Hace unos días se conmemoraba el día de la salud mental, uno de esos días temáticos que, poco a poco, nos van haciendo tomar conciencia de cosas a las que no les dábamos importancia o a las que dábamos, al menos, mucha menos de la que merecen.
Las personas con enfermedades mentales hasta hace no mucho habían sido objeto de estigmatización, discriminación e incluso burla. No hay más que pensar en el lenguaje que empleamos a diario para comprobarlo.
En efecto, cuando llamamos a alguien "loca" se hace con un tinte de desprecio terrible. Algo que ha pasado al lenguaje común simplemente como un insulto, como en su día pasaron a serlo términos de origen psiquiátrico, como "idiota" o "imbécil".
Pero hay más. Llamar a una mujer "loca", por sí solo o acompañado de otro epíteto no menos ofensivo, tiene un innegable significado de desprecio y humillación.
Sin embargo, cuando se habla de "loco", en masculino, muchas veces se hacer referencia a genialidades o excentricidades que, lejos de ser negativas, llegan a ser, incluso, objeto de admiración. Recordemos, sin ir más lejos, que la película sobre la vida de Van Gogh se llamó en España El loco del pelo rojo.
No es el único caso en que masculino y femenino de una misma palabra tienen distintos matices, siempre peores para las mujeres.

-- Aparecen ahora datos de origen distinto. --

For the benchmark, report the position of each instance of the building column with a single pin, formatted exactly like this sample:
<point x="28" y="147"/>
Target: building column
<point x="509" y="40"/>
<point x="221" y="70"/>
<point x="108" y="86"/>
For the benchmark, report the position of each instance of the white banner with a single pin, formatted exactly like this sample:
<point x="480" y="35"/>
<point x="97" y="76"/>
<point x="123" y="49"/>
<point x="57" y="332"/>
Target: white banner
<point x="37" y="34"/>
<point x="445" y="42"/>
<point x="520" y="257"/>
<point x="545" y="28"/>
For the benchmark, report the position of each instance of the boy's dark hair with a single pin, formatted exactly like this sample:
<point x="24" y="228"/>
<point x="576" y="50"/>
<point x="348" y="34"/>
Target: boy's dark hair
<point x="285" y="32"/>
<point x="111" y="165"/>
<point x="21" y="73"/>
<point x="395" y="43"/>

El brujo hace magia y tiene una imagen atractiva mientras que la bruja –excepción hecha de la Samantha de Embrujada y alguna más- se representa como una vieja con verrugas y nariz de gancho, a lo que hay que añadir su significado metafórico de mujer fea, malvada y manipuladora.
"Fulano" hace referencia a cualquier persona, mientras que "Fulana" alude, sin duda
alguna, a una prostituta. "Gobernante" evoca a la persona que tiene mando en algún lugar o institución, mientras que "gobernanta" es el ama de llaves.
Y un hombre público es una persona con una labor conocida y reconocida mientras que una "mujer pública" alude, una vez más, a una mujer que ejerce la prostitución.
Por su parte, el mundo animal también nos ofrece claros ejemplos de lo que comento. Se llama "zorro", en sentido figurado, al hombre listo y avispado, mientras que se llama "zorra" a una mujer –y vuelta la burra al trigo- promiscua o a la que se tacha de tal.
Una "lagarta" –que no un lagarto- es una mujer ambiciosa y manipuladora, y "gallina" se aplica a quien es cobarde mientras que “gallo” se reserva para los tipos con dotes de liderazgo y que llaman la atención.
Por si no había suficiente, incluso para ofender a hombres se acaba
insultando a las mujeres que forman parte de su vida. Por eso se usa como insulto el tan manido "hijo de puta", aunque la madre de la criatura nada tenga que ver en las maldades de su retoño.
Igualmente se utiliza como ofensa "cabrón", con una velada –o no tan velada- referencia a la supuesta infidelidad de la esposa. Y así siempre.
No olvidemos que para ofender a un hombre basta con llamarle "nenaza", que, al parecer, ser una nena es lo pero que hay, excepción hecha de ser "maricón", otro insulto que deberíamos desterrar de nuestro vocabulario.
¿Y qué decir de la contraposición entre algo que es un "coñazo", por pesado e insoportable, frente a algo que es "cojonudo", que es magnífico y poco menos que insuperable? Tan ilustrativo como lamentable.
Recordemos que, no hace tanto, las "solteronas" eran dignas de lástima, porque no se habían podido casar, mientras que los "solterones" eran dignos de admiración porque no se habían querido casar. Y aun queda bastante de esa mentalidad, lo admitamos o no.
Y es que, cuando pienso en estas cosas, siempre me acuerdo de Boabdil, al que le dijeron, como la mayor de las ofensas, que llorara como una mujer lo que no había sabido defender como hombre. Una frase que, por cierto, sigue repitiéndose en muchos libros de texto sin que se advierta del tratado de machismo que resume una sola frase.
En definitiva, la lengua no sé si es inocente, pero las personas que la usan no lo son en absoluto. Por eso hay que ir con cuidado cuando empleamos determinadas expresiones.
Porque para ser cada vez más iguales hay que empezar por fijarnos en lo que decimos. Y en lo que no decimos, por supuesto.